La ricerca della sicurezza ci ha ipnotizzati, nonostante l’evidenza che, oltre a rendere miserabile il nostro vivere, produce contrariamente a quello che ci prefiggiamo, molti più problemi di quanti risolve. Creiamo nuove, ingegnose modalità di adattamento a pericoli reali, potenziali o immaginari. Tuttavia, poiché l’adattarsi alla realtà piuttosto che conoscerla, esplorando le sue diverse possibilità e dimensioni, non ce la rende più vicina e accogliente, ma al contrario lontana e minacciosa, il risultato finale è l’acuirsi del nostro senso di precarietà e di incertezza.

La domanda di sicurezza non produce sicurezza, ma ulteriore domanda di sicurezza. È una delle grandi mistificazioni della nostra epoca, perché prende il posto della prevenzione e della manutenzione. Che non sono equivalenti della «messa in sicurezza». Il sentirsi al sicuro non lo creiamo con un assetto difensivo nei confronti del mondo, ma abitandolo con un senso di libertà che deriva da una intima, attenta relazione con esso, fondata sulla cura. Prendere cura di noi e degli altri, degli ambienti in cui viviamo, degli oggetti che usiamo o costruiamo, è una cosa complessa e di per sé appagante.

Si prevengono i danni delle alluvioni costruendo argini sulle rive del fiume o si evita il logorio del legno impregnandolo di olio che lo protegge dalla pioggia. Si riparano le scarpe risuolandole. Si potano gli alberi per aumentare la qualità del loro prodotto. Si scelgono con attenzione le parole di una dichiarazione d’amore o di una poesia perché esprimano nel miglior modo i sentimenti che li animano. Si sperimentano diverse possibilità espressive sul taccuino di un pittore o di un architetto o sulla tastiera di un pianoforte. Si prende la giusta misura della distanza per godere di un panorama o per fare un salto, o del tempo per coordinarsi nel ballo con il proprio partner. Si valutano, con l’aiuto della prudenza e della moderazione, le conseguenze dei propri gesti e ci si affida alla potenza intuitiva dell’immaginazione per indovinare passaggi che la più potente capacità di misurazione e osservazione non potrebbe inquadrare.

Perché queste modalità di costruire la nostra relazione con ciò che ci fa sentire vivi e dà significato alla nostra esistenza, la cui composizione variabile fa la cura, dovrebbero essere assenti dal campo della salute mentale e dalla prospettiva con cui lo guardano le istituzioni nel loro insieme? Cosa si può aspettare se il campo della sofferenza umana più destabilizzante, quella che più ci interroga sul senso della vita, è lasciata all’incuria?
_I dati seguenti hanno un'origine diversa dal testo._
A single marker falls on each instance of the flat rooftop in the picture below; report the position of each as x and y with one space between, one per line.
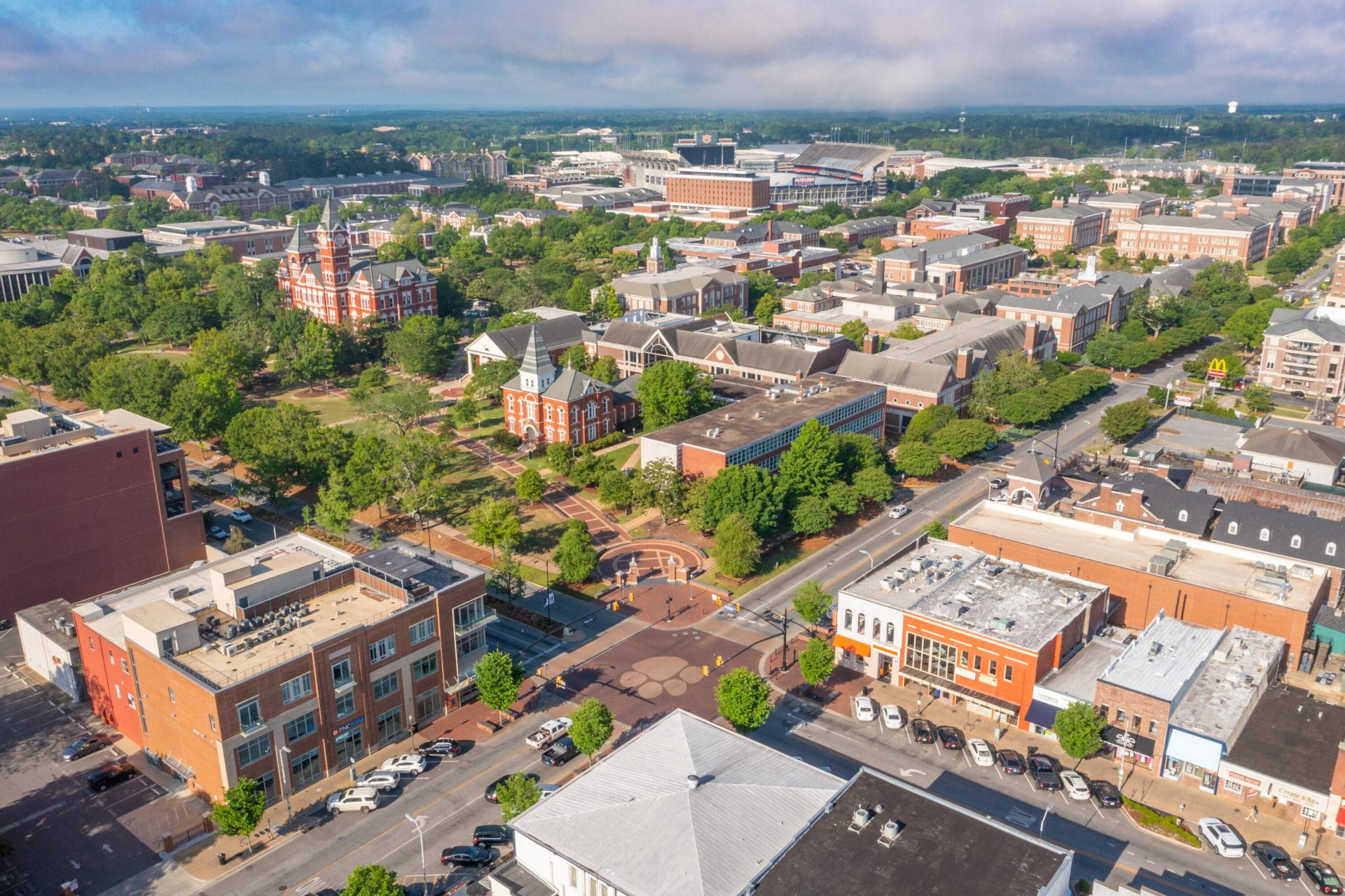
1226 568
941 845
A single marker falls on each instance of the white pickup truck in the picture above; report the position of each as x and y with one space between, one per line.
551 731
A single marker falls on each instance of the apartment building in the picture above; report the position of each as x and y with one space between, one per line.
92 501
284 663
1234 237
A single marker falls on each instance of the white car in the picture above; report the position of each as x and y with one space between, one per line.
405 764
357 798
1222 837
1076 786
981 752
552 729
381 779
892 716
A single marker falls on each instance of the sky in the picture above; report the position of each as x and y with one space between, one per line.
713 54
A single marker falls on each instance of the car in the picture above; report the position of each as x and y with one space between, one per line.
469 856
1222 837
405 764
865 710
1076 786
892 716
1324 876
1012 761
441 747
491 834
1105 794
355 799
560 752
1276 860
552 729
85 745
111 774
1044 773
380 779
490 792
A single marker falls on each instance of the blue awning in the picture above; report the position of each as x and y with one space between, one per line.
1042 715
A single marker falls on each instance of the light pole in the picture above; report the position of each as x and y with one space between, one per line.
420 832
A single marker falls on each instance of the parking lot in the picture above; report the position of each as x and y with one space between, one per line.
62 830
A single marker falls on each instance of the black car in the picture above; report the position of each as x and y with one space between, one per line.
109 776
1324 876
467 856
85 745
491 836
1276 860
441 747
490 792
1044 773
1012 761
1106 794
560 752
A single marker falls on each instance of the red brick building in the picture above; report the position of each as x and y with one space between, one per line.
322 280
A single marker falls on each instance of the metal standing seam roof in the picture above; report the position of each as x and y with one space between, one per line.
635 822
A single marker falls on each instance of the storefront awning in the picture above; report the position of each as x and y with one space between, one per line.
1042 715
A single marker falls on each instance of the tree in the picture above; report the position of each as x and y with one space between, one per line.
591 726
738 548
918 459
241 811
1125 420
672 392
495 523
1079 729
498 680
962 438
811 514
574 555
811 602
810 464
517 794
529 488
373 880
743 698
817 661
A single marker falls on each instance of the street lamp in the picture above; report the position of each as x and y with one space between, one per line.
420 832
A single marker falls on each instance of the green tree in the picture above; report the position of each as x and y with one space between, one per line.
498 680
591 726
743 698
494 524
810 464
817 661
811 602
672 392
241 811
574 558
1126 419
738 548
529 488
1079 729
517 794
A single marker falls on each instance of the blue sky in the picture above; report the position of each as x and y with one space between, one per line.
892 54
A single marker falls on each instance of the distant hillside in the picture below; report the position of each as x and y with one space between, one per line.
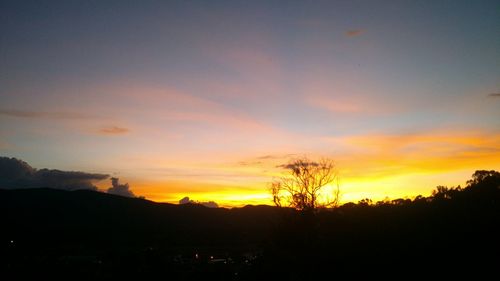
101 235
84 216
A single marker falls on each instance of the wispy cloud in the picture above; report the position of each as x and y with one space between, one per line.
44 114
113 130
354 32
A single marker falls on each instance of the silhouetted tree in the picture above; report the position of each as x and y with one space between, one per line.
306 184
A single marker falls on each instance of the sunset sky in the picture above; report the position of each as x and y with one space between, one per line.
206 98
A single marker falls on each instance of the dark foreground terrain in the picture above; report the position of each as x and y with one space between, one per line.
48 233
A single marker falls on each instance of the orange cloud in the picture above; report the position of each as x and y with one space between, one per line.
113 130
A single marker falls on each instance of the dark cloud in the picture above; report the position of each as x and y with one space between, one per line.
354 32
17 174
43 114
209 204
113 130
120 189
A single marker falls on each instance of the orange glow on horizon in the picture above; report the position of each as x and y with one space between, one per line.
371 166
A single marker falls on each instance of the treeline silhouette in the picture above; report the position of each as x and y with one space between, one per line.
86 234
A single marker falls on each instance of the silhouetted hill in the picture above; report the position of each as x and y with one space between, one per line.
98 235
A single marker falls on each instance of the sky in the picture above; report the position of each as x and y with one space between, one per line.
207 99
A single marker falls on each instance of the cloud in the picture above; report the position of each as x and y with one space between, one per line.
354 32
335 104
113 130
17 174
120 189
43 114
209 204
294 166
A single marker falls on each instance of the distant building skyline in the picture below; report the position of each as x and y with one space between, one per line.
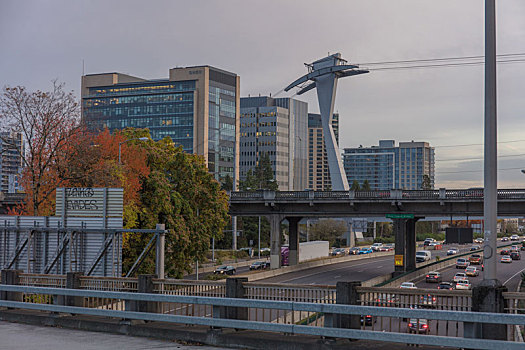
277 127
198 107
10 162
388 166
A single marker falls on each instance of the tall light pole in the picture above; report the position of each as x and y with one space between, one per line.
120 146
490 201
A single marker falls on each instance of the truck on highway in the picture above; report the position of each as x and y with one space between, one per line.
307 251
423 255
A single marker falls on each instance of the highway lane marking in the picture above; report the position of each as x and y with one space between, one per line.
324 272
504 283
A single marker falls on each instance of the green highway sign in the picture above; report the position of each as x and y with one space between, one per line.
399 216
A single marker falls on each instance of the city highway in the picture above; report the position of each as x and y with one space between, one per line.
508 274
359 270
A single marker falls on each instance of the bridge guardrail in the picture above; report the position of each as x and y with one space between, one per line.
214 312
440 194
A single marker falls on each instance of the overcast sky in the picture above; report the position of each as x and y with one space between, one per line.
267 42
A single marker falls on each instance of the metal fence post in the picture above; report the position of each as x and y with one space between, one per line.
73 282
346 294
145 285
235 289
159 261
487 299
11 277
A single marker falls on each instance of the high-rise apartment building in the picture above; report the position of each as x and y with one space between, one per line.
387 166
198 107
318 171
277 127
11 146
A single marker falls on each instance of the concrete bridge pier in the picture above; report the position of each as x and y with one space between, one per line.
293 238
405 239
275 240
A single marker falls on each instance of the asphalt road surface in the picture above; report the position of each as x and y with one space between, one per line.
15 336
357 270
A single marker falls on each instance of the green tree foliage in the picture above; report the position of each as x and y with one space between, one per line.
180 193
327 230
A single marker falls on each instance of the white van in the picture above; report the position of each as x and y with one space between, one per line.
423 255
375 247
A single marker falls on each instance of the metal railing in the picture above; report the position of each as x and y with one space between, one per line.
296 292
117 284
187 287
214 312
38 280
440 194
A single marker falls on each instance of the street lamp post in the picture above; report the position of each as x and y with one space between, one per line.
490 201
120 146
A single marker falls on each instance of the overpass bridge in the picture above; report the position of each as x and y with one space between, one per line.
404 207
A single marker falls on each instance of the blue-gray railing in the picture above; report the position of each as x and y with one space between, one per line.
440 194
330 327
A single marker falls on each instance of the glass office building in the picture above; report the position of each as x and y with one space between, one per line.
389 167
197 107
318 171
277 127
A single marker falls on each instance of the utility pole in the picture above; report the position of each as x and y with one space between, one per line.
490 201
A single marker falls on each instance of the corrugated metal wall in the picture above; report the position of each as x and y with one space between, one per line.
44 245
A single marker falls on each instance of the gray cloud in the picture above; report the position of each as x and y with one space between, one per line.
266 44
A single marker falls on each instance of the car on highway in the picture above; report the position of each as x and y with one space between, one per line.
418 326
368 320
353 251
225 270
386 299
423 255
452 251
459 276
505 251
365 250
475 259
428 241
433 277
338 252
408 285
462 263
386 248
428 301
463 285
375 247
446 286
472 271
258 265
506 259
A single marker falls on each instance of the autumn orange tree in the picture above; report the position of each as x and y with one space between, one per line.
181 193
47 121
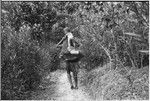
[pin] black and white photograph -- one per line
(74, 50)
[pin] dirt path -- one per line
(60, 90)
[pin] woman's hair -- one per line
(67, 29)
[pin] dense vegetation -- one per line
(114, 33)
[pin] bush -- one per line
(106, 84)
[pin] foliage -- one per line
(111, 32)
(103, 83)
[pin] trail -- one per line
(61, 90)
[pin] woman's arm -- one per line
(62, 40)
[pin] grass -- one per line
(104, 83)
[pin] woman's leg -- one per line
(69, 74)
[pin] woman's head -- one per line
(67, 29)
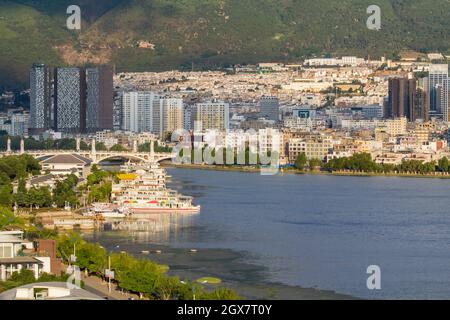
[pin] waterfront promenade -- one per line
(97, 286)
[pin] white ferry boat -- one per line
(142, 189)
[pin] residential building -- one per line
(70, 101)
(66, 164)
(438, 90)
(168, 116)
(40, 99)
(138, 111)
(211, 115)
(269, 108)
(99, 98)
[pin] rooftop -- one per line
(67, 159)
(53, 291)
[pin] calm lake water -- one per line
(313, 231)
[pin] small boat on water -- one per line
(142, 190)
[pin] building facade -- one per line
(99, 99)
(70, 102)
(40, 99)
(211, 115)
(269, 108)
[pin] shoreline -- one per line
(168, 164)
(246, 278)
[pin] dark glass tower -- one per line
(40, 99)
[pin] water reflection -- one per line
(161, 227)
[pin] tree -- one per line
(91, 257)
(118, 148)
(314, 163)
(300, 161)
(23, 277)
(142, 277)
(8, 219)
(220, 294)
(443, 164)
(167, 287)
(100, 146)
(5, 195)
(21, 196)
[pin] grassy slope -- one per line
(216, 31)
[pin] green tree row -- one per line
(141, 276)
(363, 162)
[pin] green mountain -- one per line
(209, 33)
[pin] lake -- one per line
(313, 231)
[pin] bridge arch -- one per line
(100, 158)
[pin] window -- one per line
(6, 251)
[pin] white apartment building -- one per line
(211, 115)
(313, 148)
(137, 111)
(168, 116)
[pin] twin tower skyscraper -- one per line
(71, 99)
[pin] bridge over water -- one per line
(93, 154)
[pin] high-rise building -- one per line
(70, 100)
(269, 108)
(99, 99)
(420, 105)
(40, 99)
(19, 124)
(117, 110)
(137, 111)
(437, 90)
(187, 118)
(168, 116)
(402, 99)
(211, 115)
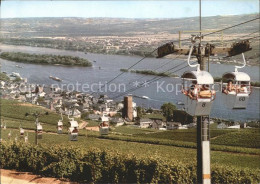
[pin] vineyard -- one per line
(150, 155)
(97, 165)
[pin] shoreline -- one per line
(118, 54)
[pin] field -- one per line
(228, 149)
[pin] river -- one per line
(106, 67)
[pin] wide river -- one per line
(106, 67)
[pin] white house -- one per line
(146, 123)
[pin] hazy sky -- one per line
(127, 9)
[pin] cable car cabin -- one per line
(21, 132)
(73, 130)
(60, 127)
(236, 87)
(104, 126)
(197, 87)
(39, 131)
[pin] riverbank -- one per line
(45, 59)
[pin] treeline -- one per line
(103, 166)
(45, 59)
(150, 72)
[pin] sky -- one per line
(127, 9)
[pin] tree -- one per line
(167, 110)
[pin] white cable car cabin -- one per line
(60, 127)
(236, 88)
(73, 130)
(197, 87)
(104, 126)
(39, 131)
(21, 132)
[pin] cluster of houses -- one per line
(76, 104)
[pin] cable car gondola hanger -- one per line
(237, 87)
(197, 88)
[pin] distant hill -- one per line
(35, 27)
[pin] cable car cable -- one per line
(180, 40)
(159, 68)
(150, 81)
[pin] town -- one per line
(88, 107)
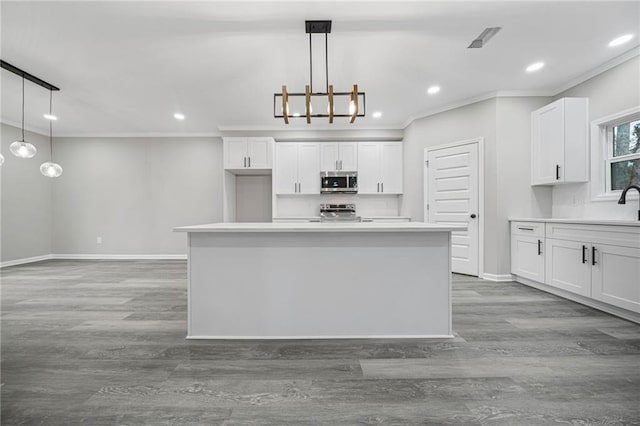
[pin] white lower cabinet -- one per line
(527, 250)
(567, 266)
(615, 276)
(527, 257)
(598, 262)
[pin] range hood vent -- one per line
(484, 37)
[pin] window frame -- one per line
(602, 154)
(610, 159)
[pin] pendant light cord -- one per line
(51, 124)
(22, 108)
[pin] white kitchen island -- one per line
(318, 280)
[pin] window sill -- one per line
(614, 197)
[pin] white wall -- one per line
(467, 122)
(516, 197)
(132, 192)
(25, 228)
(613, 91)
(505, 125)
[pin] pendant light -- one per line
(49, 168)
(22, 148)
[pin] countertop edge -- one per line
(603, 222)
(401, 227)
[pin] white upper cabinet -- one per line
(559, 142)
(297, 168)
(248, 153)
(339, 156)
(380, 168)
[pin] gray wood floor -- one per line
(102, 343)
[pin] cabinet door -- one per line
(616, 276)
(286, 168)
(259, 153)
(567, 266)
(329, 156)
(309, 168)
(235, 153)
(527, 257)
(548, 144)
(391, 168)
(368, 168)
(348, 156)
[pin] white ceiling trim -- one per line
(599, 70)
(473, 100)
(139, 135)
(464, 102)
(516, 93)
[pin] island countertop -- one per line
(321, 227)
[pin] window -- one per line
(615, 154)
(622, 165)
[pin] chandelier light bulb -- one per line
(352, 107)
(50, 169)
(22, 149)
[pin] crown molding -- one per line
(138, 135)
(629, 54)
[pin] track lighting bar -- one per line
(7, 66)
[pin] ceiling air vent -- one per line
(484, 37)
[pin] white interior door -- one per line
(452, 199)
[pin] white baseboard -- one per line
(381, 336)
(500, 278)
(120, 256)
(94, 257)
(26, 260)
(592, 303)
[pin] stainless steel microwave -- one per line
(339, 182)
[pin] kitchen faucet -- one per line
(623, 196)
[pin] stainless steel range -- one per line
(338, 213)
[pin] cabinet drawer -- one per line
(534, 229)
(624, 236)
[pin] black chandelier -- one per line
(353, 102)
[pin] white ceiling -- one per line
(126, 67)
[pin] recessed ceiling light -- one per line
(535, 67)
(620, 40)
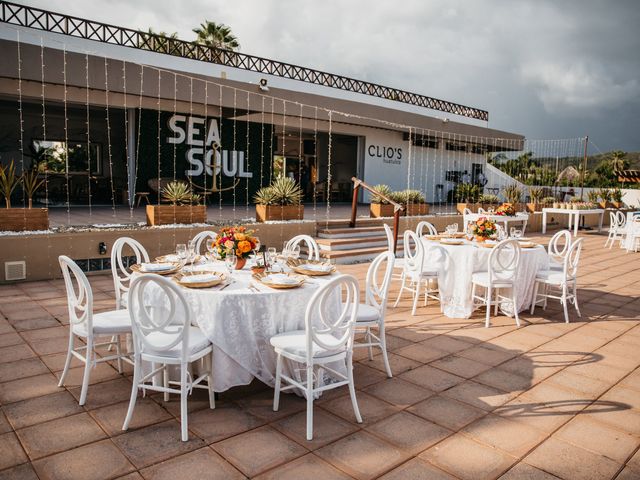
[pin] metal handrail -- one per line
(397, 208)
(37, 18)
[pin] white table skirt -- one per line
(456, 263)
(240, 322)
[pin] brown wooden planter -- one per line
(19, 219)
(265, 213)
(377, 210)
(415, 209)
(169, 214)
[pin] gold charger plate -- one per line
(221, 278)
(260, 277)
(138, 269)
(296, 266)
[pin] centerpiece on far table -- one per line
(483, 229)
(235, 240)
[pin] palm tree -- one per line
(216, 35)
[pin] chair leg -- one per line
(134, 392)
(67, 361)
(309, 402)
(183, 402)
(276, 393)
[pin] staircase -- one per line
(340, 244)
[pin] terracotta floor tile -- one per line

La sofferenza psichica non è più comprimibile in modo massivo all’interno di recinzioni murarie, non solo perché ciò sarebbe una violenza insopportabile per la società democratica, ma anche perché il suo spazio si è esteso così tanto che invade diffusamente l’intera società e si interseca con il crescente disagio della collettività e della civiltà. L’area dell’intersezione è il luogo dove maggiormente si estrinseca la violenza anonima, la più distruttiva (dalla guerra in Ucraina, all’assassinio di Pisa). Bisogna riformare radicalmente il sistema della salute mentale, fondandolo sulla riforma Basaglia e sull’investimento forte della psicoterapia e del lavoro nella comunità. Usare i farmaci per controllare, silenziare il malessere, è istigazione alla violenza.